В четверг с утра мне пришлось на пару часов выйти из дому. Вернувшись, я застал комнату в лёгком разгроме: сдвинут стол, на полу рядком три чемодана, на чемодане записка:
«Поехал в ресторан Михайлова, что ли, или Фёдорова? Жду тебя там. Сергей». Пошёл к «Михайлову-Фёдорову».
Оказалось, что у подъезда меня ждет извозчик, чтобы везти в «Англетер» – «Фёдоров заперт был, так они приказали везти себя в „Англетер”. Там у них не то приятель живёт, не то родственник!» «Родственником» оказался Г. Ф. Устинов, большой друг Сергея, живший в 130-м номере гостиницы. Сергея я застал уже в «его собственном номере» в обществе Елизаветы Алексеевны Устиновой (жены Георгия Устинова) и жены Г. Р. Колобова, приятеля Сергея по дозаграничному периоду. В этот раз посидели недолго.
Я поехал домой, Сергей с Устиновой по магазинам (предпраздничные покупки). Перед уходом пробовал уговорить Сергея прожить праздники у меня на Бассейной. Ответ был, буквально, следующий: «Видишь ли… мне бы очень хотелось, чтобы эти дни мы провели все вместе. Мы с Жоржем (Устинов) ведь очень старые друзья, а вытаскивать его с женой каждый день на Бассейную, пожалуй, будет трудновато. Кроме того, здесь просторнее».
Второй раз собрались мы уже часа в четыре дня. В комнате я застал, кроме упомянутых: самого Устинова и Ушакова (журналист, знакомый Устинова, проживавший тут же, в «Англетере»).
Несколько позже пришёл Г. Колобов. Дворник успел перевезти вещи Сергея сюда же.
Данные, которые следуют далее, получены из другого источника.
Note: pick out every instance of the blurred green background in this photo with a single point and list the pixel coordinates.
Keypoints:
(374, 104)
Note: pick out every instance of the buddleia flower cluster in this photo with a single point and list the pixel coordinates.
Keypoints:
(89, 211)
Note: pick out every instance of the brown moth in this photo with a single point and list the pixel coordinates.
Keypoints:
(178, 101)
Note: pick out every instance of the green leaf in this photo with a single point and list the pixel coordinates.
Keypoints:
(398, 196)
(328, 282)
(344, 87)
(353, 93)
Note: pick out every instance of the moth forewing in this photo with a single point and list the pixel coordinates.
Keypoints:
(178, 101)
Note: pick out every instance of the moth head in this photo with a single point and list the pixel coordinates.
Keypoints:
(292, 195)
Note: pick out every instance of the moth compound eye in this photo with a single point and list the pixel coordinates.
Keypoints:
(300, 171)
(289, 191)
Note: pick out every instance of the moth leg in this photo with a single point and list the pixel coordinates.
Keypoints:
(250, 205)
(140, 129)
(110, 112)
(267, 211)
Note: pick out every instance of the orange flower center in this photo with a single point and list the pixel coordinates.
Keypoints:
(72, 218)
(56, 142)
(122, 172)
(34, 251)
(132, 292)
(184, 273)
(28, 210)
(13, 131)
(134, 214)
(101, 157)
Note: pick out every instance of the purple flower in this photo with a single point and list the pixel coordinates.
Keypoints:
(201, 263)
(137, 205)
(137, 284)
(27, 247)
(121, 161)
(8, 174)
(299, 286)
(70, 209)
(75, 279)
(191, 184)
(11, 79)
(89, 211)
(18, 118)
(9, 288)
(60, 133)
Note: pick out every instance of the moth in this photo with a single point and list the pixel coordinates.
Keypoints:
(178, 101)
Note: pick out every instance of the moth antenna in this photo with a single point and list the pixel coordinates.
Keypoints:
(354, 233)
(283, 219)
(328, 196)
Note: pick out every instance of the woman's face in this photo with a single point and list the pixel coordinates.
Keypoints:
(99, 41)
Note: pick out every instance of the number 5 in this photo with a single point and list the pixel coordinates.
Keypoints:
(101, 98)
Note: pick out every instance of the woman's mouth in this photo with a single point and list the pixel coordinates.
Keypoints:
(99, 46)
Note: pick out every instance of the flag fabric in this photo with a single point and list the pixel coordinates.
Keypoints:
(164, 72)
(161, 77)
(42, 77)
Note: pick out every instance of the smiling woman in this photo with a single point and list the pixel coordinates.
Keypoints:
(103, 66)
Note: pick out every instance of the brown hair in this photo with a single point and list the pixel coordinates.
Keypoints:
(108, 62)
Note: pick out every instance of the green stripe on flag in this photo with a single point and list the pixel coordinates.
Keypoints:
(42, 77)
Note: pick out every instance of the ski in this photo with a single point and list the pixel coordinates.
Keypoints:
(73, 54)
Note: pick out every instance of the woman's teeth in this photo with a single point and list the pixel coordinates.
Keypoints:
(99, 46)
Просидели часов до девяти. «Гости» ушли, остались мы вдвоём.
Часов до одиннадцати Сергей философствовал на разные темы: и о том, как хорошо, что мы оба снова одинокие, и о том, что по возрасту ему пора редактировать журнал, о совершенной «нерусскости» Анатоля Франса и о письмах Пушкина. Обо многом.
Под конец не сошлись во взглядах: какое стихотворение Ходасевича лучше – «Звёзды» или «Баллада» (Сергей защищал «Звёзды»), и заснули.
Проснулись часов в шесть утра. Первое, что я от него услышал в этот день:
– Слушай, поедем к Клюеву!
– Поедем!
– Нет, верно, поедем?!
– Ну да, поедем, только попозже. Кроме того, имей в виду, что я адреса клюевского не помню.
– Это пустяки! Я помню.
Часов до девяти, лёжа, смотрели рассвет. Окна номера выходили на Исаакиевскую площадь. Сначала свет был густой, синий. Постепенно становился реже и голубее. Сергей лежал и радовался: «Смотри, синий свет, свет такой синий!»
В девять поехали. Что это была за поездка! Мы обошли половину Морской улицы. Заходили в десяток дворов. Всюду Сергей ликовал: наконец-то нашли!
Десятки дверей захлопывались у нас под носом. Десятки жильцов орали, что никакого Клюева, будь он трижды известный писатель, а на последнее Сергей очень напирал в объяснениях, они не знают и знать не хотят.
Номер дома, как водится, был благополучно забыт. Не знаю, чем бы это кончилось, если бы мне не пришло в голову разыскать автомат и по телефону узнать нужный нам адрес.
Подняли Клюева с постели. Пока Клюев одевался, Сергей объяснил: «Понимаешь? Я его люблю! Это мой учитель». Через пару минут: «Николай! Можно прикурить от лампадки?»
– Что ты? Сереженька! Это у меня материнское благословение. Как можно! На вот спички!..
Закурили. Клюев пошёл умываться. Сергей смеётся.
– Давай подшутим над ним!..
– А как?
– Потушим лампадку. Он не заметит. Вот клянусь тебе, не заметит!
– Обидится!
– Пустяки! Мы ведь не со зла. А так, для смеху.
Потушил. Смеётся:
– Только ты молчи! Понимаешь, молчи! Он не заметит!
Не заметил…
Сказал ему Сергей об этом уже позже, когда мы втроем вернулись в номер. Вслед за нами пришёл художник Мансуров. Сидели, разговаривали. Клюев ел конфеты. Сергей – фисташки, Мансуров – сига.